Rząd Portugalii wprowadził stan alarmowy na terenie całej kontynentalnej części kraju w związku z trudną sytuacją pożarową. Prognozowane są tam temperatury sięgające 40 stopni Celsjusza. Najgroźniejsze pożary szaleją w północnych dystryktach, w pobliżu Parku Narodowego Peneda-Geres.
W związku z pożarami, które pustoszą lasy i łąki Portugalii rząd premiera Luisa Montenegro ogłosił w sobotę stan alarmowy w kontynentalnej części kraju. Szefowa resortu spraw wewnętrznych Maria Amaral przekazała, że stan alarmowy będzie obowiązywał od niedzieli do czwartku. Do przyszłej niedzieli w wielu częściach kraju prognozowane są temperatury sięgające 40 stopni Celsjusza.
Stan wyjątkowy wiąże się z restrykcjami, które mają kraj chronić przed wybuchem kolejnych pożarów. Od niedzieli w Portugalii obowiązuje zakaz wchodzenia do lasów oraz wykonywania prac polowych przy użyciu urządzeń, które mogłyby spowodować pojawienie się ognia. Dodatkowo zabronione jest rozpalanie ognisk i używanie fajerwerków.
- Następny tydzień będzie trudny - podkreśliła Amaral.
Niesprawiedliwa walka
W niedzielę rano portugalscy strażacy walczyli z ponad 40 pożarami lasów i łąk. Żywioł trawi tereny głównie w środkowej, a także w północnej części kraju, gdzie w sobotę wieczorem rannych zostało trzech strażaków.

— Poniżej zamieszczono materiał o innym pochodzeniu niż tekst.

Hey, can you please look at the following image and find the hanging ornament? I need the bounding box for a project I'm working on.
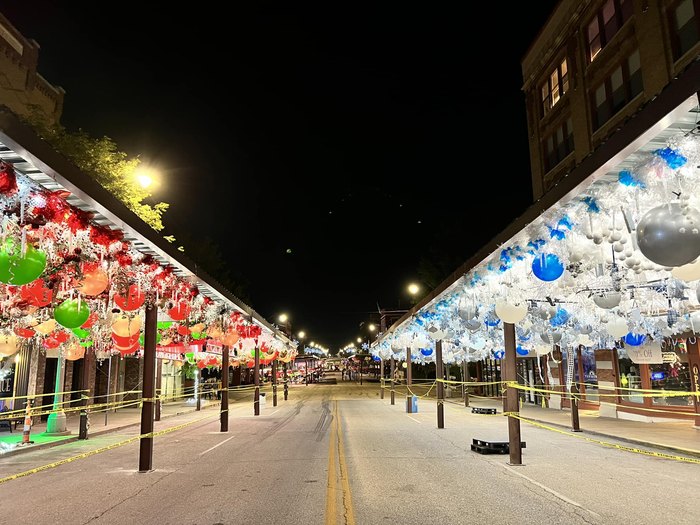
[0,237,46,285]
[76,268,109,299]
[19,279,53,307]
[114,284,146,312]
[53,299,90,328]
[532,253,564,282]
[637,202,700,267]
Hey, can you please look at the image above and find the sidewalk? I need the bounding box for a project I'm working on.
[0,399,221,458]
[465,399,700,457]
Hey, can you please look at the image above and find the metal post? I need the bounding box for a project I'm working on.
[253,345,260,416]
[406,348,413,414]
[272,359,277,407]
[502,323,523,465]
[78,348,95,439]
[139,305,158,472]
[46,351,66,434]
[155,359,163,421]
[435,341,445,428]
[105,356,113,426]
[221,345,228,432]
[282,363,289,401]
[389,357,396,405]
[379,357,384,399]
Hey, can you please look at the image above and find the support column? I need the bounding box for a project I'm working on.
[502,323,523,465]
[78,348,95,439]
[139,305,158,472]
[389,357,396,405]
[272,359,277,407]
[46,350,67,434]
[406,348,413,414]
[220,345,228,432]
[435,341,445,428]
[155,359,163,421]
[282,363,289,401]
[253,345,260,416]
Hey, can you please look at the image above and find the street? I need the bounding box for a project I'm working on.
[0,374,700,525]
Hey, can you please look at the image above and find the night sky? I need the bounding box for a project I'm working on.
[0,4,556,348]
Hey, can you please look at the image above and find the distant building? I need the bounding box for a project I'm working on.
[521,0,700,200]
[0,14,65,123]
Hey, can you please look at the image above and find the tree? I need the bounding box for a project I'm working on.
[28,114,170,231]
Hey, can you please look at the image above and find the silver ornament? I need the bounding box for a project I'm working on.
[637,203,700,266]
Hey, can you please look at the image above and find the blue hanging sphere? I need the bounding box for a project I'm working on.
[623,332,647,346]
[532,253,564,281]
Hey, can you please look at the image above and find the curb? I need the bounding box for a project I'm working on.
[527,417,700,458]
[0,405,217,460]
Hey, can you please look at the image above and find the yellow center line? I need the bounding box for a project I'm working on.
[326,401,355,525]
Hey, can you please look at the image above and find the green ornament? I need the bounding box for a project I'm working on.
[53,299,90,328]
[0,237,46,286]
[73,328,90,339]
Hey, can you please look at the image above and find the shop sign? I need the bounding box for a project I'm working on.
[661,352,678,363]
[625,345,660,365]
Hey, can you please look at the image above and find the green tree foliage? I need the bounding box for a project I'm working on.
[30,118,170,231]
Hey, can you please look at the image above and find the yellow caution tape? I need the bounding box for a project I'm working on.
[506,412,700,464]
[0,412,219,485]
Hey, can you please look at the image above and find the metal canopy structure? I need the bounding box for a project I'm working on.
[0,106,292,345]
[380,58,700,340]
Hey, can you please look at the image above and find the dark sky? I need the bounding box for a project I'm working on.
[0,0,556,348]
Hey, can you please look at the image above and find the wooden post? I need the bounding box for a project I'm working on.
[78,348,95,439]
[502,323,523,465]
[272,359,277,407]
[406,348,413,414]
[389,357,396,405]
[435,341,445,428]
[220,345,229,432]
[253,345,260,416]
[139,305,158,472]
[155,359,163,421]
[282,363,289,401]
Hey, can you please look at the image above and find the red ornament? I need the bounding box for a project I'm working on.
[168,301,190,321]
[114,284,146,312]
[19,279,53,306]
[0,161,17,197]
[15,328,36,339]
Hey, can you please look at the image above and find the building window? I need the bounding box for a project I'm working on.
[593,51,643,129]
[542,58,569,115]
[586,0,632,62]
[544,118,574,171]
[671,0,700,60]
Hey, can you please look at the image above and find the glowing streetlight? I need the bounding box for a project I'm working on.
[134,166,158,190]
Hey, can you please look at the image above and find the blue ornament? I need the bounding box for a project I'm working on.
[623,332,647,346]
[532,253,564,281]
[654,148,688,170]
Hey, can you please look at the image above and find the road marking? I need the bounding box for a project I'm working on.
[494,462,603,520]
[325,400,355,525]
[199,436,236,456]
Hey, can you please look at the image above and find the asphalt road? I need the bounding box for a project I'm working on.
[0,376,700,525]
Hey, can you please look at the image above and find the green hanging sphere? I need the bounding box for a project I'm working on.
[53,299,90,328]
[0,237,46,286]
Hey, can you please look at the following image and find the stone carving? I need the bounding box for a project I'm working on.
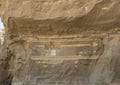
[0,0,120,85]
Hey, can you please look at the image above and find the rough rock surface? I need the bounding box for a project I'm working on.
[0,0,120,85]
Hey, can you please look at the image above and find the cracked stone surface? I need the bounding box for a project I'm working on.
[0,0,120,85]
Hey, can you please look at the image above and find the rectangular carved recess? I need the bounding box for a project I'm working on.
[29,37,103,85]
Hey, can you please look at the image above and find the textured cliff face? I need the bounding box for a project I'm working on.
[0,0,120,85]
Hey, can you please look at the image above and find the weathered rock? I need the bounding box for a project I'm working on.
[0,0,120,85]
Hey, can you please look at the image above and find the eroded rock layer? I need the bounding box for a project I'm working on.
[0,0,120,85]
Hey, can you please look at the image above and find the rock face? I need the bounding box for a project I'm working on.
[0,0,120,85]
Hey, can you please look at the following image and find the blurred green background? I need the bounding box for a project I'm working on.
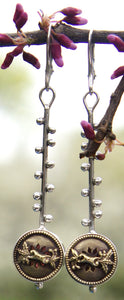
[0,66,124,300]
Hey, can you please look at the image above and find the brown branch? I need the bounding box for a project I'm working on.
[0,23,124,47]
[80,76,124,158]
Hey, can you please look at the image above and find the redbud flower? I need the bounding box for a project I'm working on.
[50,37,64,67]
[13,3,28,30]
[95,152,105,160]
[0,33,13,46]
[0,3,40,69]
[38,7,87,67]
[81,121,95,140]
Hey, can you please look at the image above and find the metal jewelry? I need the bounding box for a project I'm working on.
[65,31,118,293]
[14,26,64,288]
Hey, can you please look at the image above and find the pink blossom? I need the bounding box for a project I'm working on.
[81,121,95,140]
[60,7,82,17]
[0,33,13,46]
[1,53,14,70]
[13,4,28,30]
[0,3,40,69]
[107,34,124,52]
[95,152,105,160]
[50,37,64,67]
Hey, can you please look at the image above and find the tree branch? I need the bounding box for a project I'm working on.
[80,76,124,158]
[0,23,124,47]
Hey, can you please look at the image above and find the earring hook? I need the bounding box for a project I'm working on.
[88,30,96,94]
[45,24,53,90]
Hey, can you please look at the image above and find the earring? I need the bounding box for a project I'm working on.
[14,25,64,288]
[65,31,118,292]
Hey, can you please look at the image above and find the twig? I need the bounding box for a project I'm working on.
[80,76,124,158]
[0,23,124,47]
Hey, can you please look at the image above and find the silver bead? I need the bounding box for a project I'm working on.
[48,127,56,134]
[81,143,87,150]
[93,177,102,185]
[45,161,55,169]
[44,215,53,223]
[35,147,43,154]
[92,199,102,206]
[47,139,56,147]
[34,171,43,179]
[81,189,89,197]
[36,118,44,125]
[81,163,90,172]
[46,184,55,193]
[89,285,97,293]
[81,219,91,227]
[32,203,41,212]
[93,210,102,219]
[33,192,42,201]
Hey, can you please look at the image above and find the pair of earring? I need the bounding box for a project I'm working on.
[14,28,117,292]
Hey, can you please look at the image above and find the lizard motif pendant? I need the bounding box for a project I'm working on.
[14,229,64,282]
[65,233,118,286]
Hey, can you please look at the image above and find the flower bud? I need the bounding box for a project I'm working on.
[60,7,82,17]
[13,4,28,30]
[13,3,24,23]
[63,16,88,25]
[11,45,24,56]
[23,51,40,69]
[107,34,124,52]
[50,38,64,67]
[1,53,14,70]
[0,33,13,46]
[111,66,124,79]
[95,152,105,160]
[81,121,95,140]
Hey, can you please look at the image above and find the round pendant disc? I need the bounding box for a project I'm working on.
[14,230,64,282]
[65,233,117,285]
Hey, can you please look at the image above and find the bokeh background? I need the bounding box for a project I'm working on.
[0,0,124,300]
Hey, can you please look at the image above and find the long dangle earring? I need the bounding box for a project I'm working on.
[14,26,64,288]
[65,31,118,293]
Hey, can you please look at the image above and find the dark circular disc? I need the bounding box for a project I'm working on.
[14,230,64,282]
[65,233,118,285]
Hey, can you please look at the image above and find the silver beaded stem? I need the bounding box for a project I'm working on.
[33,25,56,228]
[81,31,102,293]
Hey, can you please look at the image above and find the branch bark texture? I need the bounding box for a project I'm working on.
[0,23,124,47]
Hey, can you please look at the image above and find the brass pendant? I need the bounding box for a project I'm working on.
[65,233,118,286]
[14,229,64,282]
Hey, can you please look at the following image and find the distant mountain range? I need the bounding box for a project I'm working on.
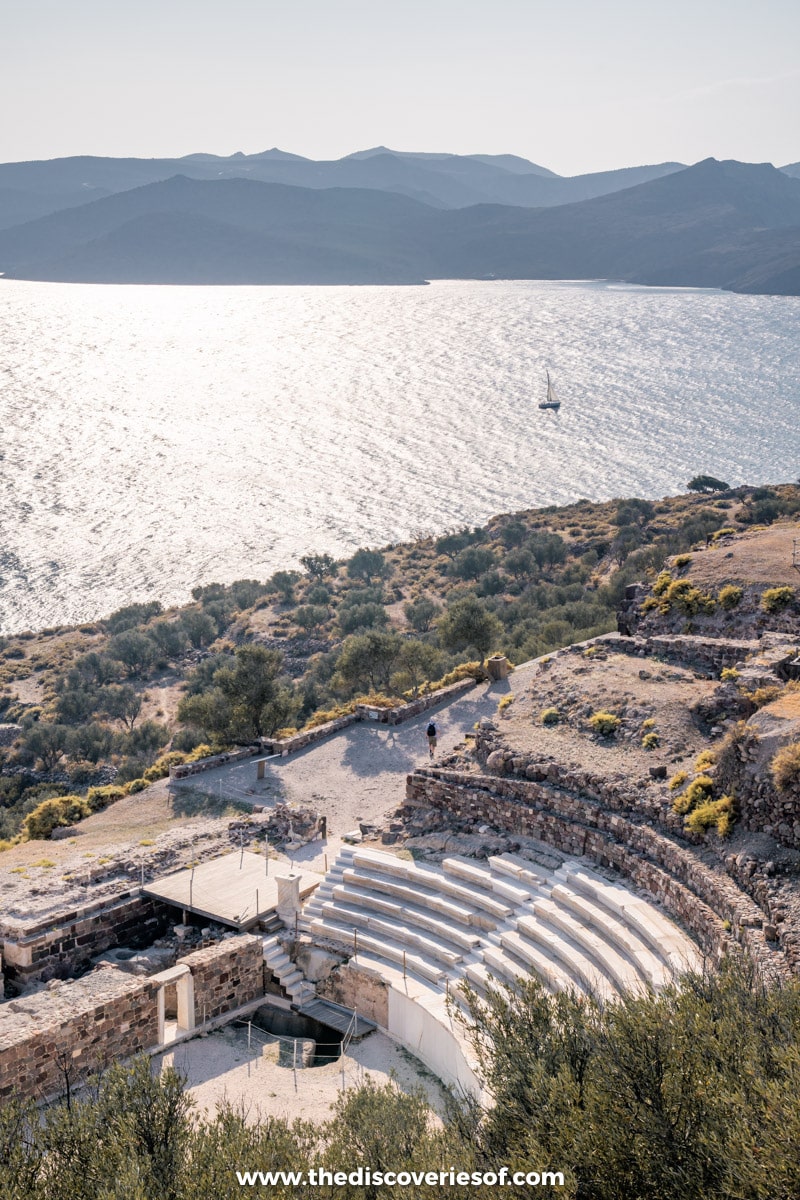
[0,146,800,295]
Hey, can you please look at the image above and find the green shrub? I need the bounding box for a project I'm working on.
[661,580,716,617]
[86,784,127,812]
[125,779,150,796]
[762,587,794,612]
[770,742,800,793]
[672,775,714,816]
[684,796,733,838]
[23,796,90,840]
[717,583,742,612]
[589,712,620,738]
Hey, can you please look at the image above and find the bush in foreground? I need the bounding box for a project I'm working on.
[0,962,800,1200]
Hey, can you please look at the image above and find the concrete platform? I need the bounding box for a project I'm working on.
[143,850,323,930]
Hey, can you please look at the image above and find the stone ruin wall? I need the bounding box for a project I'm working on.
[178,934,264,1025]
[317,948,389,1030]
[0,967,158,1104]
[0,934,264,1104]
[407,768,789,976]
[597,634,759,676]
[0,892,169,986]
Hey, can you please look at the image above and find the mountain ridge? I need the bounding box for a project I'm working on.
[0,158,800,294]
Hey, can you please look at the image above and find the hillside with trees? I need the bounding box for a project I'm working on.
[0,475,800,844]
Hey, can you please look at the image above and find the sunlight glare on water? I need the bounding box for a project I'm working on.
[0,281,800,631]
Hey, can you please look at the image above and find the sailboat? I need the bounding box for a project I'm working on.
[539,371,561,412]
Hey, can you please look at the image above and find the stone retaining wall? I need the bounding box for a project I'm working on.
[169,679,475,779]
[169,745,264,779]
[407,768,789,976]
[260,679,475,753]
[471,728,686,841]
[0,892,169,984]
[594,634,759,676]
[0,967,158,1103]
[0,934,264,1103]
[178,934,264,1025]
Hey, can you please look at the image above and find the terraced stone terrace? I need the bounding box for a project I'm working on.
[301,847,702,1000]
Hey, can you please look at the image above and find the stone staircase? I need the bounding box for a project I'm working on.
[264,934,317,1007]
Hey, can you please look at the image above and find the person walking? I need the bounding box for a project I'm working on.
[426,721,437,758]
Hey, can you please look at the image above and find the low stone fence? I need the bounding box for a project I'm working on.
[0,967,158,1103]
[260,679,475,753]
[407,768,789,976]
[169,746,263,779]
[0,892,168,985]
[0,934,264,1104]
[178,934,264,1025]
[261,709,362,755]
[604,634,759,676]
[471,730,681,841]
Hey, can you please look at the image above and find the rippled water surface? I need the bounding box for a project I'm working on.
[0,281,800,630]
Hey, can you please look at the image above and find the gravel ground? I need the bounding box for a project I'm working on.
[155,1026,445,1121]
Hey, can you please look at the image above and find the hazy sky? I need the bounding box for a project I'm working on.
[0,0,800,174]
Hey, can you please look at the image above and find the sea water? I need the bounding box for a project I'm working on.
[0,281,800,631]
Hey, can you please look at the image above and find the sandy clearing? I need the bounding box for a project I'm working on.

Pożary w Ponte da Barca i Lindoso budzą największe obawy. Są one aktywne i nadal uznawane za "poważne zagrożenie" przez Krajowy Urząd ds. Sytuacji Nadzwyczajnych i Ochrony Ludności, a na dodatek zagrażają Parkowi Narodowemu Peneda-Geres.
- To bardzo niesprawiedliwa walka - opowiadał Elisio Oliveira z dowództwa strażaków regionu Minho. - Pomimo całego wysiłku włożonego przez personel operacyjny (...) wystarczy zmiana kierunku wiatru w miejscach, gdzie płomień nie jest widoczny, a ogień rozgorzeje i może zagrozić całej operacji.
Według portugalskiej policji przyczyną części pożarów mogło być umyślne podłożenie ognia. Szacuje się, że od stycznia funkcjonariusze ujęli 36 podejrzanych o dokonanie podpaleń - to o 20 więcej niż w analogicznym okresie ubiegłego roku.